I've been watching compressed sensing (CS) from the sidelines for the past decade, while wearing experimental-cosmology, synthetic-aperture RADAR, and instrumentation/FPGA hats. (Not electrodynamics or optics, per your question, but nearby.) Here's my perspective.
If you're doing compressed sensing correctly, it transforms the entire instrument from electrically complex and algorithmically simple, to algorithmically complex and electrically simple. Unfortunately this isn't a strategy you can bolt on to a traditional architecture and turn off as a de-risking strategy if it doesn't work. From the perspective of a team building a tool to accomplish a task, it's an all-or-nothing gamble. Consequently, the challenges to aggressive adoption of CS are both technical (can it work?) and programmatic (is it feasible given human, political, and financial constraints?)
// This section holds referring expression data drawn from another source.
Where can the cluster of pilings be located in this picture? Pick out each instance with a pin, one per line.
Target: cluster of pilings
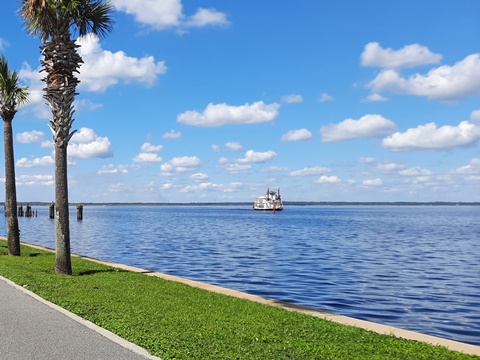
(79, 211)
(27, 213)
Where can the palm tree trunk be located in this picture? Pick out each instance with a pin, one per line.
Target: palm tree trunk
(13, 232)
(63, 264)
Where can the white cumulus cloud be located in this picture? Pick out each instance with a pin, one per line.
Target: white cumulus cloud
(85, 144)
(164, 14)
(375, 98)
(371, 125)
(445, 83)
(373, 182)
(431, 137)
(172, 135)
(112, 169)
(43, 161)
(257, 157)
(328, 180)
(308, 171)
(324, 97)
(234, 145)
(297, 135)
(102, 68)
(415, 171)
(408, 56)
(223, 114)
(30, 137)
(475, 116)
(292, 98)
(473, 167)
(181, 164)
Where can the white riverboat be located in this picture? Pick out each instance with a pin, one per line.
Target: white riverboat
(270, 201)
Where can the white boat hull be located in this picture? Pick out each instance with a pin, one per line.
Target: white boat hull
(271, 201)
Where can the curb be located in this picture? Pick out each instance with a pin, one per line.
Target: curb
(341, 319)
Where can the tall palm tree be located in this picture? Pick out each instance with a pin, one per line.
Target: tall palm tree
(11, 96)
(54, 21)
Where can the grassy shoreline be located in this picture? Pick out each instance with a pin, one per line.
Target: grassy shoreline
(176, 321)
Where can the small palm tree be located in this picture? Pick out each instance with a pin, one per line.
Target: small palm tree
(54, 21)
(11, 96)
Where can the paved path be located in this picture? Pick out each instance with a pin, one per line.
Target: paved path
(34, 329)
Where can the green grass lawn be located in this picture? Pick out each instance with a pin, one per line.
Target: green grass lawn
(176, 321)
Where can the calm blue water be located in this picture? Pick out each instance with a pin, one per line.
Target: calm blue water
(416, 268)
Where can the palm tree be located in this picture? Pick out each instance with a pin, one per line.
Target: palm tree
(54, 21)
(11, 96)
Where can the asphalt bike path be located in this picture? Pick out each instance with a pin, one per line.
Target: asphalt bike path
(35, 329)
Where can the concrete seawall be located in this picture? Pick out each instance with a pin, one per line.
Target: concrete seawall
(367, 325)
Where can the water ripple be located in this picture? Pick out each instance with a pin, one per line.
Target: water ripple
(411, 267)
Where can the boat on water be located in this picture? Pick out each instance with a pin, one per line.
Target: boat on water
(270, 201)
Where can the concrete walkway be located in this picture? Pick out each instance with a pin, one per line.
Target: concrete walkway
(34, 329)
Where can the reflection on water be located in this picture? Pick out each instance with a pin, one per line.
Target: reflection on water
(412, 267)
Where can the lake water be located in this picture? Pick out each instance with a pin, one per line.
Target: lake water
(413, 267)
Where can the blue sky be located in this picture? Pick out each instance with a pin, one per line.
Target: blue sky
(192, 101)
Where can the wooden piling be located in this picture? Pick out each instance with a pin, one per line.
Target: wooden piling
(52, 210)
(79, 212)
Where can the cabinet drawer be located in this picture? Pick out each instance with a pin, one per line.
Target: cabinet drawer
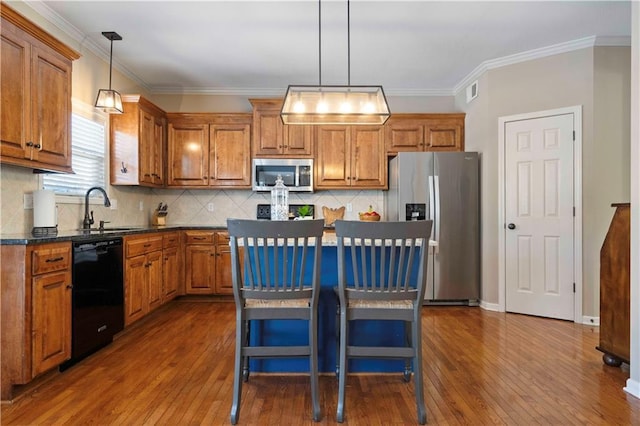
(170, 240)
(138, 246)
(200, 237)
(222, 238)
(51, 258)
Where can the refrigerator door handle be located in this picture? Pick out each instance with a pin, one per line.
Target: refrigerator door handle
(436, 208)
(431, 201)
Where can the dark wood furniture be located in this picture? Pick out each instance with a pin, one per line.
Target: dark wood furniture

In the fields I've been exposed to, state-of-the-art instrumentation is complex enough that domain experts spend their entire careers understanding the quirks of a few established instrument topologies. Where CS is applicable, it would take a big leap of faith from an entire team to build an instrument around CS. Before that leap of faith is accessible, the team would have to be conversant in CS research and the implementation of CS algorithms in practice. And, after the leap of faith, a successful CS project requires secondary leaps of faith from funding agencies to get these instruments built. These barriers are highest for exactly the kind of complex, expensive projects where CS is supposed to shine.
As an aside, the latest IEEE Signal Processing magazine (https://ieeexplore.ieee.org/document/8653526) has an interesting article on hardware architectures for compressed sensing. As CS progresses, and as CS researchers transition from pure-CS research to applied-CS techniques, the use of CS in physics will probably grow.